Nearly $12 billion in insurance claims have been filed due to California wildfires
Insurers in California have received more than $11.7 billion in claims from wildfires that ripped across Northern and Southern California last year, the state insurance commissioner announced Wednesday.
“If you treat these October and December fires as a combined incident, these insured losses represent one of the most damaging natural catastrophes in California history,” said state Insurance Commissioner Dave Jones.
The series of fires that killed dozens of residents in California’s wine country in Napa, Sonoma and Mendocino counties in October and destroyed thousands of homes generated nearly $10 billion in claims alone, Jones said.
Two months later, when dry desert winds parched the Southern California landscape and drove fires in San Diego, Riverside, Los Angeles, Ventura and Santa Barbara counties, hundreds of homes were lost. The biggest of the fires, the Thomas fire, spread across more than 280,000 acres and became the largest on record in California.
The Southland fires generated more than $1.7 billion in insurance claims, Jones said.
Together the fires generated about $11.77 billion in claims.
“We no longer have a fire season in California, fires are year-round,” Jones said. “The fires were unprecedented for their severity and disastrous consequences. Whole neighborhoods were wiped out.”
The fires on both ends of the state spanned 14 counties altogether, he said.

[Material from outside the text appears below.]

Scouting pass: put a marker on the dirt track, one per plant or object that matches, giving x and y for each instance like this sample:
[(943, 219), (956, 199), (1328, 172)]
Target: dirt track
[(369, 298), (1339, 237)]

In response, Jones issued a formal notice asking insurance companies to waive requirements for policyholders that they provide a detailed inventory of their losses to pay up to 100% of the claim.
Nearly all insurance providers have agreed to Jones’ request, he said.
In Southern California, the fires in December were followed by a historic storm cell in January that triggered a deadly mudslide in Montecito on Jan. 9. It is too early to tally the claims from that disaster, Jones said.
But, he said, since it appears that the mudslide’s “proximate cause” was the Thomas fire – which most homeowners were covered for – companies should pay out claims for mudslide damage even if they didn’t have flood insurance. He issued a formal notice telling companies as much on Monday.
“California law provides that when a covered peril is in effect the proximate cause of an uncovered peril, then insurers should pay claims with the uncovered peril,” he said. “If the fire is covered by the policy and is the proximate cause of the mudslide which is not, insurers should pay claims.”
It was not immediately clear when an official connection between the Thomas fire and the Montecito mudslide would be determined, but Jones said that insurers should “take appropriate steps to assess the claims” in the meantime.